PRESS
Akron/Family | Interview
DAILY BRUIN (UCLA) | David Greenwald
Akron/Family brings unique version of folk music to Cooperage
Wednesday, February 01, 2006
DAILY BRUIN SENIOR STAFF
Akron/Family may be known as a folk group, but its four members have exactly one thing in common with the average folk musician: beards.
The quartet, which will perform tonight at the Cooperage in a concert sponsored by Campus Events, makes adventurous music full of multi-instrumental layering and unexpected sonic detours. In 2005 alone, Akron/Family has been remarkably prolific in carving out its niche, releasing a self-titled debut LP as well as a split LP with Michael Gira's Angels of Light and serving as his backing band on Angels of Light's "Sing Other People" album.
"(Gira) just had this idea (that) to get us some exposure, he would take us out on tour opening for him and also starting as his backing band. ... We ended up(recording) his whole album with him," guitarist/singer Seth Olinsky said. "It never really was planned to do that; we were just supposed to play a little here and there and ended up just doing the whole album. He was really open to our creative input."
Former Swan front man Gira is the proprietor of Young God Records, the label of freak-folk icon Devendra Banhart as well as Akron/Family and his own Angels of Light project. Olinsky said it was the forward-thinking label's response to Akron/Family's demo submissions that made it stand out.
"The first time we sent him a CD, he was one of the only labels that replied and said, 'I like this aspect of it; I'm not too into this other aspect, but keep in touch. Keep sending me stuff,'" Olinsky said. "He responded right away and gave us creative feedback and seemed really down-to-earth about it, which was really cool."
It was the band's collective approach to writing and recording that piqued the interest of the label, as well as that of a rapidly growing fan base. Songs from the "Akron/Family" album such as "I'll Be On The Water" began as a fully-formed acoustic composition to which the band added field recordings and other effects, while the pulsing centerpiece "Running, Returning" began as a bass line that the band built into a song during live performances.

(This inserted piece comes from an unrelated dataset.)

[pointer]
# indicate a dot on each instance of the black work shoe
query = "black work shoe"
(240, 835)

For a group previously restricted to recording on Fruity Loops computer software, signing with Young God meant the opportunity to bring its varied approach to a studio environment.
"It really facilitated us recording more as a band," Olinsky said. "The Fruity Loops process is mostly one guy on a computer, you know? People could add stuff, but it didn't really facilitate being a group and having ideas really spontaneously. The studio just helped us. We could record live as a group; we could all overdub. It just expanded our palette, mainly."
That palette extends to the live setting, and Akron/Family will be arriving at the Cooperage with a variety of instruments in tow. "Live, we tend to take a pretty different approach than we do in the studio, but we also have these little knickknacks that we use on stage. Our bass player has hand-held tape recorders and stuff, so he'll use noises from that. We all have little shakers and kazoos and contact microphones; all these noise contraptions that we use to add some of those sonic things," Olinsky said. "Even on the album, the intention of those sounds is more just creating an experience to accompany the song."
Akron/Family has spent much of the last year on the road, touring several times across the U.S. and Europe. Plans are already being made for the next album, and when it seems the only thing the busy band has time to do is grow out those beards, keeping it together after their whirlwind year has been a matter of putting things in perspective. "I think we had ideas of what we'd hoped would happen, maybe, but everything turns out to be different than you thought it would be anyway," Olinsky said. "I never had too many expectations. We're working out; we've run with it and rolled with it. When I look back on it ... it's amazing where we're at.